For many reasons, Rio de Janeiro, Brazil is a surprising and horrible choice for the 2016 Olympics. The below are only a few of Rio’s many problems.
- Nasty and unsafe – The athletes competing in swimming events will be risking their health. It is well known that the bay where the swimmers will compete is contaminated on a daily basis with raw sewage. The sewage system across the city is a disaster. Many homes, businesses and hotels dump their human wastes into the bay. Big ick factor!
- Environment and unsafe – Building the Olympic Village facilities is an environmental disaster and a safety issue because it is located in the natural habitat for a sensitive species of crocodiles. They hire people to remove the crocs to a less populated area, but the reptiles keep returning. Crocs are fast, so maybe this will be fun for the runners and high jumpers!
- Sad – Because of Rio’s geography, there is not much land to build on so part of the Olympic Village is being constructed where currently poor citizens live. Despite past progressive programs to support the poor, the Olympic committee’s choice caused Rio authorities to decide to forcibly remove these poor people from their homes in favelas. When there is too little land to build on, the poor get removed.
- Dangerous – Most importantly, with its high sexual assault rate, Rio itself is a dangerous destination for women travelers. Despite its Mardi Gras-reputation as a care-free, fun-loving vacation spot, Rio is one of the most dangerous travel destinations for women. If you are interested in reading more about Rio, dive into the fabulous book, Dancing with the Devil in the City of God: Rio de Janeiro on the Brink, by Juliana Barbassa.
- Vika Virus – This virus, along with dengue fever and malaria, is transmitted by daytime-active Aedes mosquitoes.

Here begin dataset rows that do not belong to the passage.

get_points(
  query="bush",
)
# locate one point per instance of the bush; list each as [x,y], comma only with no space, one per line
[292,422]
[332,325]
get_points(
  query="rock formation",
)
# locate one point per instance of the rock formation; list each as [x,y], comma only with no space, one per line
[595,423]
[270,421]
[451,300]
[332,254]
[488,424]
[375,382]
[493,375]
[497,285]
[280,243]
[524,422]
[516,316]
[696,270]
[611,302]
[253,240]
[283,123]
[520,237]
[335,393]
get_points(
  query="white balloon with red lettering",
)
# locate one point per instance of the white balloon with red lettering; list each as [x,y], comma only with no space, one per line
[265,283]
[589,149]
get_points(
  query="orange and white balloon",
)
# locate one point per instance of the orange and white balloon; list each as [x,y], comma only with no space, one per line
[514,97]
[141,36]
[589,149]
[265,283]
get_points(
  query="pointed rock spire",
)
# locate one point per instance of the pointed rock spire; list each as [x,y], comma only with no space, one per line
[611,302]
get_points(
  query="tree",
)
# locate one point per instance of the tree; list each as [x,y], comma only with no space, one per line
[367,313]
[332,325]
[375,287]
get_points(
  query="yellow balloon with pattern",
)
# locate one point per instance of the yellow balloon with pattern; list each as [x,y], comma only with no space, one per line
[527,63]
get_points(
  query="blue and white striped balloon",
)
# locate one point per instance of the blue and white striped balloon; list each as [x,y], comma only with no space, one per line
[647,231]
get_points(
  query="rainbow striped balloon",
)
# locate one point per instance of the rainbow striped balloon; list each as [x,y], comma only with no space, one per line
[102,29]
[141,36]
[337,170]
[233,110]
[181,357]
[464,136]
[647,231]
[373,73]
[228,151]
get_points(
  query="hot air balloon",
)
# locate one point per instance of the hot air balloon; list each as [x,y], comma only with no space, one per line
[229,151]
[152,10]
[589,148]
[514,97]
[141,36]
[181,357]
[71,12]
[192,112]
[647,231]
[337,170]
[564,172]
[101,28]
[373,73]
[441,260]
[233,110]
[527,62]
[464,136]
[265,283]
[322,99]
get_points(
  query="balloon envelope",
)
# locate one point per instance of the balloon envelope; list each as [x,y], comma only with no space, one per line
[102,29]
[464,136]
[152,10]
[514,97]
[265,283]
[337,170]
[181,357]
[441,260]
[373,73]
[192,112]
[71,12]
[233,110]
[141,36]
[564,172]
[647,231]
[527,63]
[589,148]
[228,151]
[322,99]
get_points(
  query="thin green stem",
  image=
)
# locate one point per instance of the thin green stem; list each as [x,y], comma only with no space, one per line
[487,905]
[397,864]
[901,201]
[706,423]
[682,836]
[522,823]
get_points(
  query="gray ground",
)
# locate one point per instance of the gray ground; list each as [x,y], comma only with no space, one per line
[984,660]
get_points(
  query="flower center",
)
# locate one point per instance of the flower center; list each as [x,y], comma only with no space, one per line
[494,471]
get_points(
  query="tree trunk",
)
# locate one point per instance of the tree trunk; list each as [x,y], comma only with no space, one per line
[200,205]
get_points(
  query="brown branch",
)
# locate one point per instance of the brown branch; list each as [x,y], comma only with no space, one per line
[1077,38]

According to this Feb. 12, 2016 Reuters piece, Vika seems a likely cause of the rise of infants born in Brazil with microcephaly and Guillain-Barre syndrome. “It seems indeed that the link with Zika (and microcephaly) is becoming more and more probable, so I think that we need a few more weeks and a few more studies to have this straight,” Marie-Paule Kieny, WHO assistant director-general for health systems and innovation, told a news briefing in Geneva.
Setting aside concerns with FIFA and Brazil’s corruption allegations, we sort of understand why the 2014 FIFA World Cup was held in Rio. After all, Brazil is known as a football (soccer) powerhouse. Preparations for the event was a stretch, including public demonstrations and almost-completed facilities, but Brazil pulled it off relatively successfully. Regarding the 2016 Olympic selection, however, we do not understand the underlying reasons that Rio was chosen; and given all the negative aspects listed above, we suspect there must be big money involved in the choice. It seems like a fertile research area for reporters.
If you are tempted at all to attend the 2016 Olympics in Rio, this will be a trip that requires a lot of advance planning and extra safety precautions while you are there. Consider boycotting these Olympics and travel somewhere that is safer and more fun. Here’s hoping the women athletes will have a successful and safe stay in this dangerous city!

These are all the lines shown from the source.